I reati contestati riguardano oltre cinquanta anni di attività del bacino produttivo, ma le prime valutazioni sulla presenza di amianto risalgono al 1995, epoca in cui era già stata emanata la legge 257 del 27 marzo 1992, che imponeva misure di tutela e la bonifica dei luoghi di lavoro contaminati. Uno dei problemi è anche quello di stabilire quando un lavoratore si sia ammalato: molte sentenze sostengono che il criterio sia una esposizione prolungata. Uno degli avvocati che rappresentano i lavoratori, Giovanni Scudellari, fa notare come, all’interno delle valutazioni Contarp, non sia riportata una metodologia precisa, non siano state eseguite interviste strutturate ai lavoratori e i campionamenti siano isolati e rappresentativi di una sola giornata. Da parte sua, Mancini lascia trasparire nella deposizione che le misurazioni, se effettuate negli anni precedenti, sarebbero state “probabilmente peggiori”, sottolineando inoltre l’importanza delle situazioni cosiddette “passive”, in cui gli operai, anche non addetti alle manutenzioni, lavoravano a stretto contatto con l’amianto.
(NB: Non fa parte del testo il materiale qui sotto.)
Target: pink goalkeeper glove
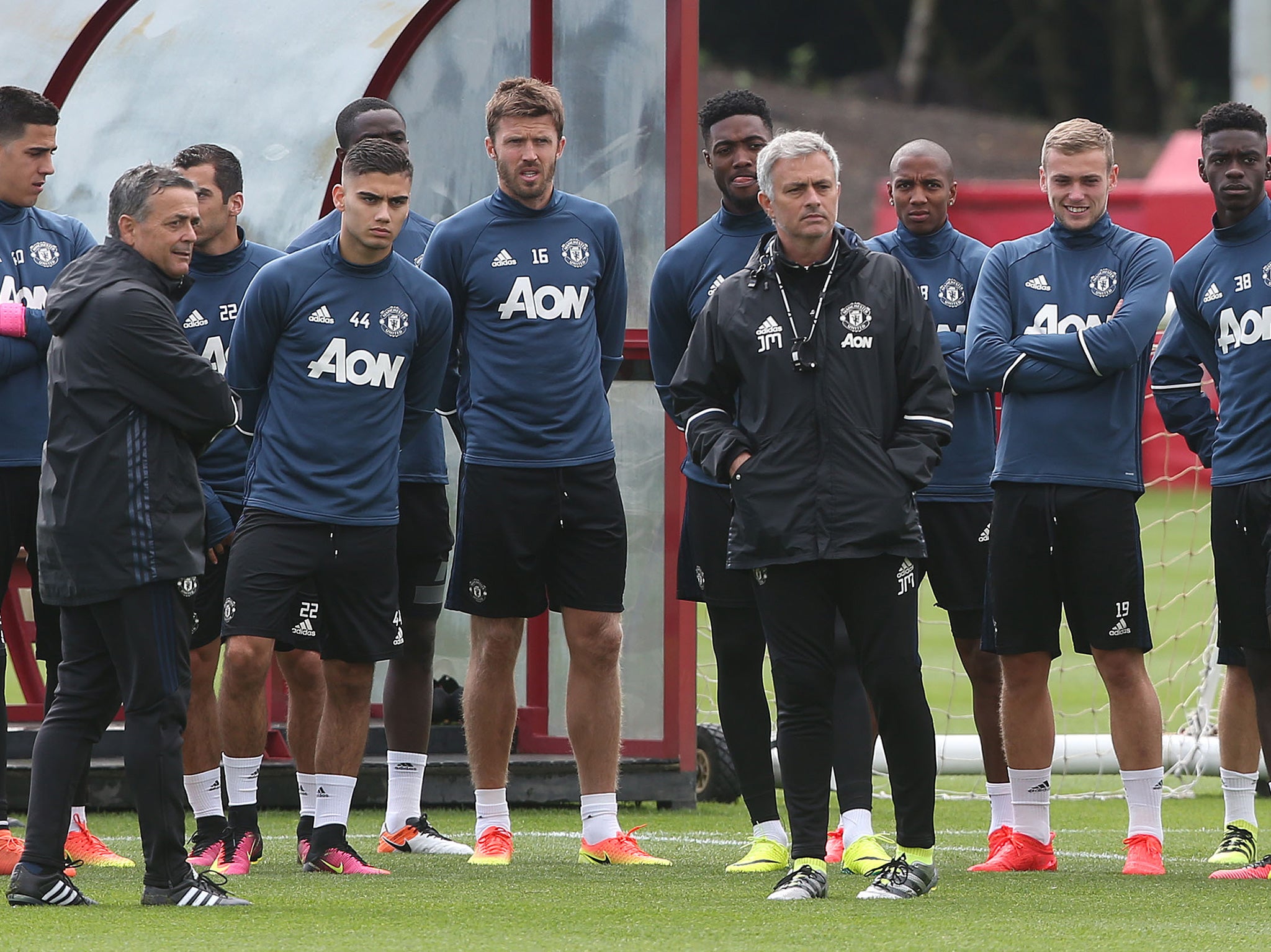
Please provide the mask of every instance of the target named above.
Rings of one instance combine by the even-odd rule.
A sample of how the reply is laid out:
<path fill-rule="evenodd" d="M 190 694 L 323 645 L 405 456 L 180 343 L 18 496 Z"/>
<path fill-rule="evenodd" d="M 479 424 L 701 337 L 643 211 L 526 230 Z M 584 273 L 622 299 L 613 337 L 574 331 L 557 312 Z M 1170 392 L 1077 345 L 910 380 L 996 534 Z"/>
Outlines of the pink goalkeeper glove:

«A minimizzare sono bravi», dice fuori dall’aula Sauro Staffa, per tutti ‘Carlo’, lavoratore dell’Anic dal 1959 al 1990, dando voce agli umori degli altri suoi colleghi. Alla soglia degli ottant’anni, lui e molti altri assistono a tutte le udienze con il cuore che ha perso i battiti dei colleghi morti nel corso degli anni. «Cosa sono sei minuti?» si chiede Carlo, riferendosi alle stime riportate in aula circa la frequenza di esposizione all’amianto. «La manutenzione – racconta – richiede tempo, a volte ho lavorato anche per 33 ore di fila, e qui parlano di sei minuti. Cambiare una valvola richiede tempo, certe cose loro non le sanno. In trentuno anni di lavoro, nessuno mi ha mai detto che l’amianto era un killer». Carlo entrò all’Anic in qualità di manutentore fino poi a diventare collaudatore. Impegnato in lavori di coibentazione, Carlo racconta che prima della pausa pranzo si recava alla linea di area compressa per scrollarsi la polvere di dosso, una polvere cancerogena. «Durante la pausa pranzo – prosegue –, usavo la coperta di amianto per sedermi, poi la arrotolavo e la portavo con me. La sera, quando tornavo a casa, nell’attaccapanni c’erano due ganci e in uno appendevo la tuta da lavoro, nell’altra gli abiti di ogni giorno. Se solo avessi saputo che l’amianto era pericoloso, avrei preso provvedimenti come ho fatto per altre sostanze tossiche come l’acetilene. Oggi ho 9 punti di invalidità e delle placche calcificate all’interno dei polmoni, faccio una terapia a vita e ogni tanto vado in affanno. È difficile vivere così, anche per chi mi sta vicino». La prossima udienza è fissata per giovedì 29 gennaio.